- Location of Willards, Maryland
- Coordinates: 38°23′24″N 75°21′1″W﻿ / ﻿38.39000°N 75.35028°W
- Country: United States
- State: Maryland
- County: Wicomico
- Incorporated: 1906

Area
- • Total: 1.15 sq mi (2.97 km^{2})
- • Land: 1.14 sq mi (2.95 km^{2})
- • Water: 0.0077 sq mi (0.02 km^{2})
- Elevation: 33 ft (10 m)

Population (2020)
- • Total: 963
- • Density: 846.8/sq mi (326.96/km^{2})
- Time zone: UTC-5 (Eastern (EST))
- • Summer (DST): UTC-4 (EDT)
- ZIP code: 21874
- Area codes: 410, 443
- FIPS code: 24-84950
- GNIS feature ID: 0591557

= Willards, Maryland =

Willards is a town in Wicomico County, Maryland, United States. As of the 2020 census, Willards had a population of 963. It is included in the Salisbury, Maryland-Delaware Metropolitan Statistical Area.
==Geography==
Willards is located at (38.389927, -75.350254), roughly halfway between Ocean City and Salisbury.

According to the United States Census Bureau, the town has a total area of 1.07 sqmi, all land.

==Demographics==

Historical population
| Census | Pop. | Note | %± |
| 1930 | 217 |  | — |
| 1940 | 285 |  | 31.3% |
| 1950 | 464 |  | 62.8% |
| 1960 | 531 |  | 14.4% |
| 1970 | 494 |  | −7.0% |
| 1980 | 540 |  | 9.3% |
| 1990 | 708 |  | 31.1% |
| 2000 | 938 |  | 32.5% |
| 2010 | 958 |  | 2.1% |
| 2020 | 963 |  | 0.5% |
U.S. Decennial Census

===2010 census===
As of the census of 2010, there were 958 people, 356 households, and 256 families living in the town. The population density was 895.3 PD/sqmi. There were 398 housing units at an average density of 372.0 /sqmi. The racial makeup of the town was 87.7% White, 8.8% African American, 0.5% Native American, 0.7% Asian, 0.1% from other races, and 2.2% from two or more races. Hispanic or Latino of any race were 3.5% of the population.

There were 356 households, of which 43.3% had children under the age of 18 living with them, 45.5% were married couples living together, 18.8% had a female householder with no husband present, 7.6% had a male householder with no wife present, and 28.1% were non-families. 22.5% of all households were made up of individuals, and 7.3% had someone living alone who was 65 years of age or older. The average household size was 2.69 and the average family size was 3.13.

The median age in the town was 32.6 years. 28.3% of residents were under the age of 18; 9.4% were between the ages of 18 and 24; 28.9% were from 25 to 44; 24.7% were from 45 to 64; and 8.7% were 65 years of age or older. The gender makeup of the town was 49.1% male and 50.9% female.

===2000 census===
As of the census of 2000, there were 938 people, 364 households, and 259 families living in the town. The population density was 978.3 PD/sqmi. There were 386 housing units at an average density of 402.6 /sqmi. The racial makeup of the town was 88.91% White, 6.29% African American, 2.99% Asian, 0.96% from other races, and 0.85% from two or more races. Hispanic or Latino of any race were 2.77% of the population.
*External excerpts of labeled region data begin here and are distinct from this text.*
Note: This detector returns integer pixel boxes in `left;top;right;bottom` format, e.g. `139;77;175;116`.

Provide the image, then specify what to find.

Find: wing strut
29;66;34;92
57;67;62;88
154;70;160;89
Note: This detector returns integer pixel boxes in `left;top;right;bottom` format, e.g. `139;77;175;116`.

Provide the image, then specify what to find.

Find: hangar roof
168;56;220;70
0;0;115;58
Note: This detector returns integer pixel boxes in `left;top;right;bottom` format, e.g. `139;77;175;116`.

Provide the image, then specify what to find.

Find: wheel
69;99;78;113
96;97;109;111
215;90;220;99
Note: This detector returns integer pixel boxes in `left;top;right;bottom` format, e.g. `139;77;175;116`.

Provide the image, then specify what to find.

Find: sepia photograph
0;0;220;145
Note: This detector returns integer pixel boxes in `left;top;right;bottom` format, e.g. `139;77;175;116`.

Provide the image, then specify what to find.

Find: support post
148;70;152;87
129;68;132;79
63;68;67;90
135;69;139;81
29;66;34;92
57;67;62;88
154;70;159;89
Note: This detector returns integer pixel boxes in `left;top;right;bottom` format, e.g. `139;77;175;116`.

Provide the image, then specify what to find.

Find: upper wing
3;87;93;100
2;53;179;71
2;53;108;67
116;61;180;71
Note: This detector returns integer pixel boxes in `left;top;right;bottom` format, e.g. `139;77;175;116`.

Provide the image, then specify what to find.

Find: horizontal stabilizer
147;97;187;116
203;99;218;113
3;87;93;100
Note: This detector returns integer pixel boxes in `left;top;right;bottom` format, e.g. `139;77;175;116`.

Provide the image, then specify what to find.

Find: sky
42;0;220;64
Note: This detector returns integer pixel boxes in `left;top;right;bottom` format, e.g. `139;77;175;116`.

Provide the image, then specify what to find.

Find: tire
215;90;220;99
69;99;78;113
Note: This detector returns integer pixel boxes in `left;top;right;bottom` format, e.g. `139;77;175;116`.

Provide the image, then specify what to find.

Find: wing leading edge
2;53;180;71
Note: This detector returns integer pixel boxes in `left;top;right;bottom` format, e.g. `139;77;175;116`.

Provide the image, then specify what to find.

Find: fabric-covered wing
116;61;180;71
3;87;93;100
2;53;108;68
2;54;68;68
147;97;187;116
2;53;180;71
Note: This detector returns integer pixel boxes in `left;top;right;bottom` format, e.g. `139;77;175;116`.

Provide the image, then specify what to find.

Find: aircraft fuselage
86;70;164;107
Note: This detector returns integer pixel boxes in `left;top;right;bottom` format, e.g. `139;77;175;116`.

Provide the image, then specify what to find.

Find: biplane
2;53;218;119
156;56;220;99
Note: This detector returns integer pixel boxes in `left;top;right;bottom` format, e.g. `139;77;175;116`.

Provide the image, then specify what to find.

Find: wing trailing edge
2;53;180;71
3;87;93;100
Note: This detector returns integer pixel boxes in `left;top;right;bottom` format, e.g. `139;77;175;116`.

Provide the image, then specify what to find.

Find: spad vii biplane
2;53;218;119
There were 364 households, out of which 39.0% had children under the age of 18 living with them, 48.9% were married couples living together, 15.9% had a female householder with no husband present, and 28.6% were non-families. 22.5% of all households were made up of individuals, and 11.5% had someone living alone who was 65 years of age or older. The average household size was 2.58 and the average family size was 2.94.

In the town, the population was spread out, with 29.0% under the age of 18, 9.4% from 18 to 24, 32.0% from 25 to 44, 17.5% from 45 to 64, and 12.2% who were 65 years of age or older. The median age was 32 years. For every 100 females, there were 95.4 males. For every 100 females age 18 and over, there were 91.9 males.

The median income for a household in the town was $32,059, and the median income for a family was $32,625. Males had a median income of $29,643 versus $18,500 for females. The per capita income for the town was $12,745. About 9.2% of families and 9.9% of the population were below the poverty line, including 14.7% of those under age 18 and 8.6% of those age 65 or over.